Why does feeding others make us happy?
One of the most altruistic behaviors is helping our fellow people around us. However, many people end up volunteering or helping others due to selfish motives – pleasing friends and acquaintances or wanting to do something more meaningful with their lives. Whatever may be your motives to help others, you can be certain it will improve your happiness levels, health and in some cases, also promote longevity.
Why People Indulge in Altruistic Behaviors?
Being completely selfless is something we, as humans, haven’t mastered. It may be a little easier for Christians to be more giving since it is part of their doctrine but even for them, giving to someone who is irresponsible is tough and perhaps unwise. Hence and furthermore, when we volunteer to help the needy and less fortunate, there are reasons behind it. Some of the main reasons why people like to help others are:
• Esteem enhancement: The good deed makes us feel better about ourselves and hence, brings more stability in our lives
• Personal development: By stretching ourselves and going out of our way to help others, we test our capabilities and also end up acquiring new skills that can come handy in the future
• Sense of community: By feeding or volunteering, we make our community a better place
• Humanitarianism: Serving and helping others invokes a strong religious or spiritual feeling in people. A person who helps others is often idealized by those who do not. Such people are put on a pedestal.
You might even say that “doing good” is part of our DNA. Studies have shown that our genetics actually impact our behavior. Genetic tests, like the ones offered by GenoVive, help you understand the “why” behind your behaviors. Want to know why you feel good when you give to others, participate in different activities, or indulge in certain foods, check out your DNA.
Feeding Others for Emotional Well being
Whether you donate your food to Food banks, help out in a soup kitchen or feed a homeless person, it promotes numerous benefits that most of us don’t even realize. People who undertake these altruistic deeds tend to have higher self-esteem, enjoy psychological well being and have higher levels of happiness.
The more you are committed to feeding the less fortunate, the more benefits you will reap psychologically. It has been observed most people tend to focus on volunteering in their adult years, but this focus starts waning by the time they hit the age of 60. Researchers say seniors should look to increase their altruistic behaviors and not reduce them, as they will benefit more.
A study by a researcher associated with Columbia University Medical Center states engaging activities with seniors promotes longevity and helping others is considered an engaging activity.

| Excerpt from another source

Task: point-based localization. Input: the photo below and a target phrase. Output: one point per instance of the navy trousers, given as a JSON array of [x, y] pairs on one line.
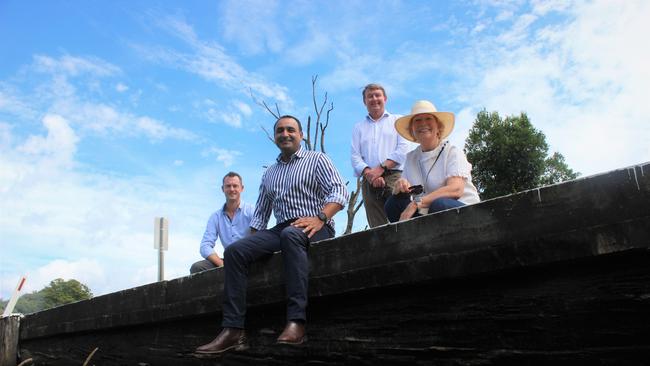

So, if you go out of your way to feed the poor and less fortunate, you will be adding more years to your life expectancy.
When you see your actions are making someone happy, it causes your brain to release feel-good hormones. These hormones make you feel happy and joyful. To experience the same feelings again, you do the good deed once more and the cycle continues.
Feed Today for a Happy Tomorrow
There is so much food wastage in the country. We can do our bit to prevent this by sharing our food with people who cannot afford. Whether it is an elderly neighbor, a homeless person or a family living in poverty, sharing your plate with them will make you feel happy and good. This will improve your self-esteem and have a profound effect in all spheres of your life.
Once you realize true happiness lies in giving and not getting, you will never think twice about sharing your food and plate.